The Mississippi Public Services Commission has announced a $300 million settlement with Entergy Mississippi—the largest settlement in the MPSC’s history—ending the state’s part in multistate Federal Energy Regulatory Commission proceedings involving Grand Gulf plant customer rate impacts.
Located in Port Gibson, Miss., Grand Gulf houses a 1,433-MWe boiling water reactor that began commercial operation in 1985. Entergy Corporation owns 90 percent of the facility under its System Energy Resources subsidiary.
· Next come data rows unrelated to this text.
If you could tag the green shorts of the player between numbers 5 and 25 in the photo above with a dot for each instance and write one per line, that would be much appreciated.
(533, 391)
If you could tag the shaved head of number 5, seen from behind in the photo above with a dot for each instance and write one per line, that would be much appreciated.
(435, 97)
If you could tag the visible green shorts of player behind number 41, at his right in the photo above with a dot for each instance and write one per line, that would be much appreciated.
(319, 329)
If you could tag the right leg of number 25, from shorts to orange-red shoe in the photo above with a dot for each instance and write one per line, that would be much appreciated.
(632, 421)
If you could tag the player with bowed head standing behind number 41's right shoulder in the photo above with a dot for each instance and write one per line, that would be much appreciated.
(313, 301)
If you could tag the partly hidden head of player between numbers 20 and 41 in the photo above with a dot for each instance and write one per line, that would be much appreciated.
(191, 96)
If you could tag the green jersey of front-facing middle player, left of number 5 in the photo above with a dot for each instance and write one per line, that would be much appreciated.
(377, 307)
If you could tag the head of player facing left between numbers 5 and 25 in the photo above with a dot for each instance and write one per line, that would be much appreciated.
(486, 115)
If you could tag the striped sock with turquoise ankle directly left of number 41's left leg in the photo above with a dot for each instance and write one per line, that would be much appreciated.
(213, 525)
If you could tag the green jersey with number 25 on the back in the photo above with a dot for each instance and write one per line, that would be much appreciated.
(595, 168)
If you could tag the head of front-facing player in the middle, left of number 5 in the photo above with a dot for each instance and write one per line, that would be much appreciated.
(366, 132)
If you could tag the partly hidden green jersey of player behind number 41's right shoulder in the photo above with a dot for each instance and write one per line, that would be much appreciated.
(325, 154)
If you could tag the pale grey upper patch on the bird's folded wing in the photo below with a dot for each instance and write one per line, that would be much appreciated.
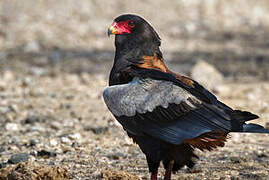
(143, 95)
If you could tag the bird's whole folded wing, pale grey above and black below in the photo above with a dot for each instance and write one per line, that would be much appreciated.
(165, 111)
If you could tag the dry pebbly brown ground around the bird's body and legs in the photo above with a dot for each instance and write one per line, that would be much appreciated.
(64, 114)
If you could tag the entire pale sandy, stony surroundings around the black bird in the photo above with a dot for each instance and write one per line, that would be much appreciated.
(55, 58)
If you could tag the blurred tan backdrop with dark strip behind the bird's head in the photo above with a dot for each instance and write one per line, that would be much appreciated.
(233, 35)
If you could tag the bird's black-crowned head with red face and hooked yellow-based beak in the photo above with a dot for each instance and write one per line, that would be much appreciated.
(132, 28)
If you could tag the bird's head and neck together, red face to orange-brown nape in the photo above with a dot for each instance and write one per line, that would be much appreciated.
(137, 46)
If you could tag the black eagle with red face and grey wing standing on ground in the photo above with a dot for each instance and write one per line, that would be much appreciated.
(167, 114)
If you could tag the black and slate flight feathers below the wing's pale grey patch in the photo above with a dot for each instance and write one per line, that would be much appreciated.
(174, 125)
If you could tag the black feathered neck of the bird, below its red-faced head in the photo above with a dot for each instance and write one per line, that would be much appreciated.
(129, 51)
According to the June 23 announcement, the MPSC began the litigation before FERC in 2017 over “certain accounting and financing aspects of the Grand Gulf Nuclear Power Station that produced today’s settlement. . . . This global settlement for the state of Mississippi will deliver expeditious benefits to Entergy Mississippi’s customers through refunds and prospective rate reductions, plus decrease regulatory uncertainty at [Grand Gulf].”
Specifics: Results of the settlement with Entergy Mississippi include:
- $200 million to offset high natural gas prices caused by global spikes in energy markets. (Without the infusion of $200 million, the utility’s customers would have seen an increase of greater than $15a month beginning in January 2023, the MPSC said.)
- $35 million for a one-time bill credit, or check, of approximately $80 for each customer.
- $65 million to be issued through the coming years in the form of lower bills.
What they’re saying: “I thank my colleagues and the commission’s staff for the hard work that resulted in this historic settlement,” said MPSC commissioner Brandon Presley. “To be able to send cash back to Mississippians at a time when they are being hit with high gasoline prices at the pump and inflation at every turn is one of my proudest achievements as a public service commissioner. In a global energy crisis, we have taken the lead to brunt these effects, as much as possible, and provide long-term and short-term financial benefits to our people. We will continue to hunt in every nook and cranny for ways to save Mississippians money and hold utility companies accountable.”
In its own announcement on the settlement, Entergy noted that while it maintains its position on the issues in dispute at FERC, the ongoing cost of the proceedings and the uncertainty it created for customers, employees, and stockholders led the company to seek a resolution. “While no settlement is perfect for all parties involved, we applaud the Mississippi commissioners for taking this action,” Haley Fisackerly, Entergy Mississippi president and chief executive officer, said. “They recognized the need to represent their constituents’ interests while at the same time securing the long-term future of a vital resource to Mississippi consumers and Mississippi’s economy.”
The Entergy announcement added that the company hopes the states involved in the other FERC proceedings will follow Mississippi’s lead and seek settlement of the remaining claims.